Social work's main training body is to toughen up knowledge and performance criteria on professional courses.
A final draft of proposals for a more rigorous social work diploma has been endorsed by the Central Council for Education and Training in Social Work.
The revised DipSW will require students to demonstrate competence in six core areas.
These include effective communication with people and organisations; working with people to enable them to use their strengths; assessing people's circumstances and planning responses to needs and risk; intervening to provide appropriate support, protection and control; teamwork; and developing their own professional skills.
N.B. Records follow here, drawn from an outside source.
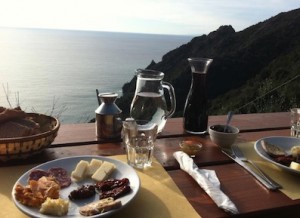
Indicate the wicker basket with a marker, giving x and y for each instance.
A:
(24, 147)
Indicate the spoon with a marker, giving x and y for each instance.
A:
(229, 116)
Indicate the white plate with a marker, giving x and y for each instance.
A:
(122, 171)
(286, 143)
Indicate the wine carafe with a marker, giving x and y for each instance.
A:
(149, 103)
(195, 111)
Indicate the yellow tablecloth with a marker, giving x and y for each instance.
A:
(158, 196)
(289, 181)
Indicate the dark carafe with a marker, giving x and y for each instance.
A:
(195, 111)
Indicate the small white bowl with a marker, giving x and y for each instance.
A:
(221, 138)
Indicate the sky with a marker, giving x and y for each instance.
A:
(179, 17)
For the first time, courses will have to ensure all students have a thorough understanding of the major legislation that governs social work, and assess them for their competence in using laws relevant to their practice experience.
The new diploma programme will involve at least a year's practical experience in contrasting areas of work, with a minimum of 50 days assessed practice.
And CCETSW is to begin consultation over whether to scrap entitlement to a second opinion in the case of marginal or failing students on placement.
Rachel Pierce, CCETSW assistant director, said the review aimed to ensure students were prepared for the challenges of social work, and that there was consistency in training.
"We hope to create a qualification which will meet new service needs and which clearly spells out for students and institutions what is required of them," she said.
The council drew up the draft requirements with the umbrella group for social care, the Care Sector Consortium.